Are you stuck in grape jelly? The Authors Collection.
November 23, 2014
WE RUN THREE BIRD RESTAURANTS at our house. We placed them as close as possible to windows, so we always have a clear view of the endless stream of the many kinds of birds that come to dine. While I watch the birds through the window, I often carry on conversations with them, although probably one sided.
I love that sometimes when we go for a walk, birds follow along hopping from tree to tree, and we pretend they are coming home with us for lunch. Who knows, perhaps they are.
In the winter, I drag a table next to my office door, put a pole into the hole that is for the summer umbrella, and hang feeders from it. This makes it easy to change and add food, without stepping outside. For me, one of the best parts of winter is to have birds eating just inches from my face as I watch them through the glass door. Recently I added little plates of extra kinds of food on the table to accommodate different appetites.
That’s where the grape jelly and its unintentional consequences come in. In the summer, I put out grape jelly for the birds, so I didn’t think anything of doing it in the winter. All was well for the first day. Then, it happened. I heard a little peep and looked outside to see two chickadees in the grape jelly dish. Both appeared to be eating the jelly, but something wasn’t right.
It took a few seconds for me to realize that one bird was stuck. The jelly, because of the cold, had turned into glue. I scooped up the stuck bird, leaving a few feathers behind. I chose to think that his beak grabbing my finger was a gesture of thanks, and started pulling globs of grape jelly off him. Big globs. He struggled out of my hand and landed on the deck. “Too soon, my little friend,” I said. He was still unable to fly.
Picking him up again, I removed as many little pieces of jelly I could find, and then used the water from the birdbath to clean him even more. He held on to me with his beak, and his two recently-released- from-jelly feet until most of the jelly was gone.

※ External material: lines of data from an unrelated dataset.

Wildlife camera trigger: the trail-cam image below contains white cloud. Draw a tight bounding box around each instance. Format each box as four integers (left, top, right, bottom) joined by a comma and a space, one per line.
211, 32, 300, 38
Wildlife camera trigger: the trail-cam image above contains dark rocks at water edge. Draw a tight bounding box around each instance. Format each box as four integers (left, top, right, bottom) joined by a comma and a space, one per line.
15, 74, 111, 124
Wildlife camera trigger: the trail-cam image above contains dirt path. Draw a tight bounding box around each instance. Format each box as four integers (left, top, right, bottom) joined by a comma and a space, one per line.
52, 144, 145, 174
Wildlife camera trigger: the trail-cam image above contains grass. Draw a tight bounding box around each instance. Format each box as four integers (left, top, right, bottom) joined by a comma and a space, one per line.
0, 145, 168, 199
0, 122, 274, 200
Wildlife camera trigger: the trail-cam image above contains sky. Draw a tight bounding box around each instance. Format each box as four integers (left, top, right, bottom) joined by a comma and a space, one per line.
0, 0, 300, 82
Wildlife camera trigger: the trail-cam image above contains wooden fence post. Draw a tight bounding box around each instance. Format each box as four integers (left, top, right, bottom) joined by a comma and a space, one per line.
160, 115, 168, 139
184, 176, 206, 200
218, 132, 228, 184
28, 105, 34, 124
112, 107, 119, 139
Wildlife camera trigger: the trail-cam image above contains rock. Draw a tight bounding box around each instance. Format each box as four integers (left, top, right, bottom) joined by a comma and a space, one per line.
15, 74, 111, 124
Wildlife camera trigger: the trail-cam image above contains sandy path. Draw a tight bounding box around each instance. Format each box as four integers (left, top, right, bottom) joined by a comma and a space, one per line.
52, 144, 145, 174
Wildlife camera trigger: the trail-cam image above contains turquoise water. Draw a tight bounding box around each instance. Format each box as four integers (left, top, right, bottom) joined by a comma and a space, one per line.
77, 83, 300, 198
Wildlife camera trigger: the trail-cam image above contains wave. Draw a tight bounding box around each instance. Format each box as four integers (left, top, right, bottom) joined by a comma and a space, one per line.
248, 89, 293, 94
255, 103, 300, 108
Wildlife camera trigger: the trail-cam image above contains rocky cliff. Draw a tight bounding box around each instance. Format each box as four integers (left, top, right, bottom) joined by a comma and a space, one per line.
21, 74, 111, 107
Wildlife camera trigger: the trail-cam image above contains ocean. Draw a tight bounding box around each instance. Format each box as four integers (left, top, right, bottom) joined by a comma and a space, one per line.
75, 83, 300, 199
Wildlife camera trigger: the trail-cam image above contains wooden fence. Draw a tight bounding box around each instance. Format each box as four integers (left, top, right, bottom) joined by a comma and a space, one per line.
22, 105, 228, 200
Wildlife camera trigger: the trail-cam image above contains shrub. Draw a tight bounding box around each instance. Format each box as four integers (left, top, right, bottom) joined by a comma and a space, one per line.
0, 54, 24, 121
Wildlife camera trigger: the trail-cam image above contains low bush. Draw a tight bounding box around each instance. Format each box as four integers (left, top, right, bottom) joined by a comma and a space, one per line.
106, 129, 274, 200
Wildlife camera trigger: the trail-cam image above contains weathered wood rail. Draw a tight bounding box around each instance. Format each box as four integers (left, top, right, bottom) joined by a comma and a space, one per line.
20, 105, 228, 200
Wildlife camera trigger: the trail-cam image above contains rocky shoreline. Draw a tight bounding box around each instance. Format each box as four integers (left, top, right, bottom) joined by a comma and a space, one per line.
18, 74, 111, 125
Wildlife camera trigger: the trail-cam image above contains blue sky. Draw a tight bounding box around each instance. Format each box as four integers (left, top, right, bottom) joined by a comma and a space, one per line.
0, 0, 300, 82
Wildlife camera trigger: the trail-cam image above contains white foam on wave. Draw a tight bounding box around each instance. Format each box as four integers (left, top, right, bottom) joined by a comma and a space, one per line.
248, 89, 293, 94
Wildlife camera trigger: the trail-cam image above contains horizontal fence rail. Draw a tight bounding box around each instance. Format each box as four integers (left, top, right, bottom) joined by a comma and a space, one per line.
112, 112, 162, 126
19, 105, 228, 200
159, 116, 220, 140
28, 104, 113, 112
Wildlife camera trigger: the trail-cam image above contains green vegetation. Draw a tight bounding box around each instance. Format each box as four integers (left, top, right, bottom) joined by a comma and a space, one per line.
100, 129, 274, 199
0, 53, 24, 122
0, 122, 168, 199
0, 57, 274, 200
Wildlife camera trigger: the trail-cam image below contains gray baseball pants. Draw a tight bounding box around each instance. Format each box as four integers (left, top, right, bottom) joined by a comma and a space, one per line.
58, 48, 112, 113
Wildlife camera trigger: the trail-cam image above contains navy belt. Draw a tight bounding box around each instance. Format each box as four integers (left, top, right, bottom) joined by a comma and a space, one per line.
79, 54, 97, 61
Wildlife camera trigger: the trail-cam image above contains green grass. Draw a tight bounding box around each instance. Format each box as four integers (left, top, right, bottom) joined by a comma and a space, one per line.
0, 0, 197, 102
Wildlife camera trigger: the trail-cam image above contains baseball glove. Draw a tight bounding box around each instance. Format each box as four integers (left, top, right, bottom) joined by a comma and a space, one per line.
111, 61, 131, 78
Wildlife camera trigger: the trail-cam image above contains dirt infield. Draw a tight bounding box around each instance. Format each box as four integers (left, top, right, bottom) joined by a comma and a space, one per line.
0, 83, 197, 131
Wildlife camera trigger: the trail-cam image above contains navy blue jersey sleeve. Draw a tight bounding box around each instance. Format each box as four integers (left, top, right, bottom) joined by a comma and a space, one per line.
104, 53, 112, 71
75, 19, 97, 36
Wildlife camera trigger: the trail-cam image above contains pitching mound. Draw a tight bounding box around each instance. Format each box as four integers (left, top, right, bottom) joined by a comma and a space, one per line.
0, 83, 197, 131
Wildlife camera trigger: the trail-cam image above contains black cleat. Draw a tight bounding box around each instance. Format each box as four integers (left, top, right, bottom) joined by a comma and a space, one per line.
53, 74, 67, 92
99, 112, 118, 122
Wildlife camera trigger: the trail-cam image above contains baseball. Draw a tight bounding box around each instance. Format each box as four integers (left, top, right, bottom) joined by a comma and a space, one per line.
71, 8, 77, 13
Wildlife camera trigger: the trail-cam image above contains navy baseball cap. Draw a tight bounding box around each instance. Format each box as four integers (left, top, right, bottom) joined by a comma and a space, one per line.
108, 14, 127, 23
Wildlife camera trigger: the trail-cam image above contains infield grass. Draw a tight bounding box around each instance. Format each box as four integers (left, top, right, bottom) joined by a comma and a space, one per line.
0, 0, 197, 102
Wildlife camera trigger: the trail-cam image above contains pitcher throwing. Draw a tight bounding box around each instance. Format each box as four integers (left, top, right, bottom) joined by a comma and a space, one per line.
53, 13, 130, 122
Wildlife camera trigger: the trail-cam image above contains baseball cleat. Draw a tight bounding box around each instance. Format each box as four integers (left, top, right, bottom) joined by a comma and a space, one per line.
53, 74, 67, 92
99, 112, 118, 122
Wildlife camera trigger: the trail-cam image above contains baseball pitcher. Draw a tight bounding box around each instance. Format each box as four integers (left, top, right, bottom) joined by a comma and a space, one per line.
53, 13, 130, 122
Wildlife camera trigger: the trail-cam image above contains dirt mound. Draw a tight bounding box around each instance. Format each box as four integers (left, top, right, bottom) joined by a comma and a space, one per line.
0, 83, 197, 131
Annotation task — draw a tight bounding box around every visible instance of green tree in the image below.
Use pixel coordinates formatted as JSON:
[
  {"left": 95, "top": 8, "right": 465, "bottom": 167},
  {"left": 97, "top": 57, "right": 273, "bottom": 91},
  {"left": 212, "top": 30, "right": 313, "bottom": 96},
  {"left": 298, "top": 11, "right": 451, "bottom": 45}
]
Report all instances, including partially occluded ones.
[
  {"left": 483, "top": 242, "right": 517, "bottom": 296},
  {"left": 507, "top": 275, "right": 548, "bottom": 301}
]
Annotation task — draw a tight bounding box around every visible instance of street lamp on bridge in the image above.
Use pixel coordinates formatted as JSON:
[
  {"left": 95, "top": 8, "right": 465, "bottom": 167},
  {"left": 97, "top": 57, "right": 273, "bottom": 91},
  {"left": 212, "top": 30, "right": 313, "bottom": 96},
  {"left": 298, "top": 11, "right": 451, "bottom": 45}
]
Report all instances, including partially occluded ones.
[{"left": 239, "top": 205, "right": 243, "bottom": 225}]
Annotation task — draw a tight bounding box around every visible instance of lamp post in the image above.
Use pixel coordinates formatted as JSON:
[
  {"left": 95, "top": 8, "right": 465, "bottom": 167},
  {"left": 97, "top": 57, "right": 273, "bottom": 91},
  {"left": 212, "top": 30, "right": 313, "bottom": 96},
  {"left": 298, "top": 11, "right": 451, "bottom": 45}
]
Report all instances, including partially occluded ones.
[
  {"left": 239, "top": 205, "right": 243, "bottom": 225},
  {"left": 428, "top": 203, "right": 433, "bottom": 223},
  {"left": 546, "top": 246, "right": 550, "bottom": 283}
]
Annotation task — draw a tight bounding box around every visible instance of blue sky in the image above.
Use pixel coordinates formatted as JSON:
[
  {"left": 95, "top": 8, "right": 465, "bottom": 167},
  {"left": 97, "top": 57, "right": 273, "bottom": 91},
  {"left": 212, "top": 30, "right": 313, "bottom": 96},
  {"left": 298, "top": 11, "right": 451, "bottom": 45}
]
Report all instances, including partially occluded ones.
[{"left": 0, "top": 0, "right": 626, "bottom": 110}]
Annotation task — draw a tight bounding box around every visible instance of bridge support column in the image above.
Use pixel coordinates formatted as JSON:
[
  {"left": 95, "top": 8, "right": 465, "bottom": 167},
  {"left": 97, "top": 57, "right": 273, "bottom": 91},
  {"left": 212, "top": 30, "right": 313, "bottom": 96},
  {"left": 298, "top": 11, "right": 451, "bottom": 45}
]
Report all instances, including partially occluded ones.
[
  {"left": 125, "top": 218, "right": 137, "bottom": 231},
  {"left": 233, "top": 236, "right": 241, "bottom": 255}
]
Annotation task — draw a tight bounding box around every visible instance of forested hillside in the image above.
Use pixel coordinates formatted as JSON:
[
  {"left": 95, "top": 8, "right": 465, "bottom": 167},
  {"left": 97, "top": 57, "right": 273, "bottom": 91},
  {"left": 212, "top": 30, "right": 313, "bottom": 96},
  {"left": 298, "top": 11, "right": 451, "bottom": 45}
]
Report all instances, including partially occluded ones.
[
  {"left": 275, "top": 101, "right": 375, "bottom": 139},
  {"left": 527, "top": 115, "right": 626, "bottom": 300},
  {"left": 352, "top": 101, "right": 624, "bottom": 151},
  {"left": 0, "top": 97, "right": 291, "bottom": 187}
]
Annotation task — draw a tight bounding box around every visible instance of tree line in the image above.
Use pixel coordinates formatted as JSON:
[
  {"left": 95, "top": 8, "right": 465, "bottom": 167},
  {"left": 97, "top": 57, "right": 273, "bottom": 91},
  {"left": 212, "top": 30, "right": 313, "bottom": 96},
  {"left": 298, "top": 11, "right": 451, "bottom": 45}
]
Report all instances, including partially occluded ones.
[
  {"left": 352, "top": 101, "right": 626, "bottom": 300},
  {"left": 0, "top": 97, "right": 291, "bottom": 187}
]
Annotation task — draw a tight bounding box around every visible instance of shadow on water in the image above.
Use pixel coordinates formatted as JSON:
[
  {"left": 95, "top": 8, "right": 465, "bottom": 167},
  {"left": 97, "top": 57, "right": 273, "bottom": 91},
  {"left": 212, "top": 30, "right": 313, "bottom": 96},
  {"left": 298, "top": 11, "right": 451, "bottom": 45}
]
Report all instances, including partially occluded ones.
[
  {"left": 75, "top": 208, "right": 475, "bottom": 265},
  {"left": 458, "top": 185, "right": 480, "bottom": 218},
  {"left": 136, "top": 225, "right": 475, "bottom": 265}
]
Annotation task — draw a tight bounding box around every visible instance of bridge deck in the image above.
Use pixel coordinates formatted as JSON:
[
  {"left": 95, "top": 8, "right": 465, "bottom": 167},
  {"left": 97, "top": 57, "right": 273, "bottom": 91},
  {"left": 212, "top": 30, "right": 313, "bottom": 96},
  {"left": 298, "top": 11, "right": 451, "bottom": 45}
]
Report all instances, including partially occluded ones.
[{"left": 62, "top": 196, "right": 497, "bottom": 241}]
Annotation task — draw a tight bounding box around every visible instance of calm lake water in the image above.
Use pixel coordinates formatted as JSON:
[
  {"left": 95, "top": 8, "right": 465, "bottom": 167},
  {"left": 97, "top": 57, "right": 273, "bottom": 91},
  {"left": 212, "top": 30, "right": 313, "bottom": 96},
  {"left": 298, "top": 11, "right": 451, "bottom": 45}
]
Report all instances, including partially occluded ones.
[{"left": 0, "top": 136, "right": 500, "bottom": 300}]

Feeling clean, he flew from my hand to the ground below the deck. I couldn’t do anymore for him, other than hope he was able to get more bird help to remove anything else stuck to him, and to take the jelly inside until next summer.
I meant to do something good, but I had unwittingly caused a problem. I know this happens to all of us. Sometimes the good we intend to do, doesn’t turn out well. We clean up our mess, and learn not to do that again.
Sometimes we find others stuck in situations that we didn’t cause. We still do our best to help out, trusting that all will be well, and allowing them to help themselves.
Thinking about the chickadee in the grape jelly, I realized there was another lesson in what happened.
That same day I had overheard a conversation about not being willing to change. I realized that not being willing to change is like the bird in the grape jelly. Perhaps we have fallen into what used to work, but times have changed, and now it holds us in place like glue.
Perhaps we heard something and agreed with it, and now we can’t get out of the agreement. Or, we made a decision about something we wanted, and now we can’t move on.
Sometimes we are not too stuck, and we can remove ourselves. Other times it is just too much to do on our own, and like the chickadee, we need help.
Too many of the things that we believe in, or have agreed with, or made decisions about, are no longer true for us, and yet we remain in those grape jelly belief systems. Whether we sat down in it on purpose, or did so unaware, we are still allowed to escape and fly away.
Life may be just a bowl of cherries as the song says, but it contains grape jelly areas, and it is not always easy to avoid them. However, that doesn’t mean we have to be stuck in it forever. Give a peep; someone is always there to help.